We demonstrate a method for calculating the neutral $B$-meson decay constants and mixing matrix elements in unquenched lattice QCD with domain-wall light quarks and static $b$-quarks. Our computation is performed on the ``$2+1$'' flavor gauge configurations generated by the RBC and UKQCD Collaborations with a lattice spacing of $a\ensuremath{\approx}0.11\text{ }\text{ }\mathrm{fm}$ (${a}^{\ensuremath{-}1}=1.729\text{ }\text{ }\mathrm{GeV}$) and a lattice spatial volume of approximately $(1.8\text{ }\text{ }\mathrm{fm}{)}^{3}$. We simulate at three different light sea quark masses with pion masses down to approximately 430 MeV, and extrapolate to the physical quark masses using a phenomenologically-motivated fit function based on next-to-leading order heavy-light meson SU(2) chiral perturbation theory. For the $b$-quarks, we use an improved formulation of the Eichten-Hill action with static link-smearing to increase the signal-to-noise ratio. We also improve the heavy-light axial current used to compute the $B$-meson decay constant to $\mathcal{O}({\ensuremath{\alpha}}_{s}pa)$ using one-loop lattice perturbation theory. We present initial results for the SU(3)-breaking ratios ${f}_{{B}_{s}}/{f}_{{B}_{d}}$ and $\ensuremath{\xi}={f}_{{B}_{s}}\sqrt{{B}_{{B}_{s}}}/{f}_{{B}_{d}}\sqrt{{B}_{{B}_{d}}}$, thereby demonstrating the viability of the method.

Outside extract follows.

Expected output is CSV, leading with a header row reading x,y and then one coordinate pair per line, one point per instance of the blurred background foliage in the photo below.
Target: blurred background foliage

For the ratio of decay constants, we find ${f}_{{B}_{s}}/{f}_{{B}_{d}}=1.15(12)$ and for the ratio of mixing matrix elements, we find $\ensuremath{\xi}=1.13(12)$, where in both cases the errors reflect the combined statistical and systematic uncertainties, including an estimate of the size of neglected $\mathcal{O}(1/{m}_{b})$ effects.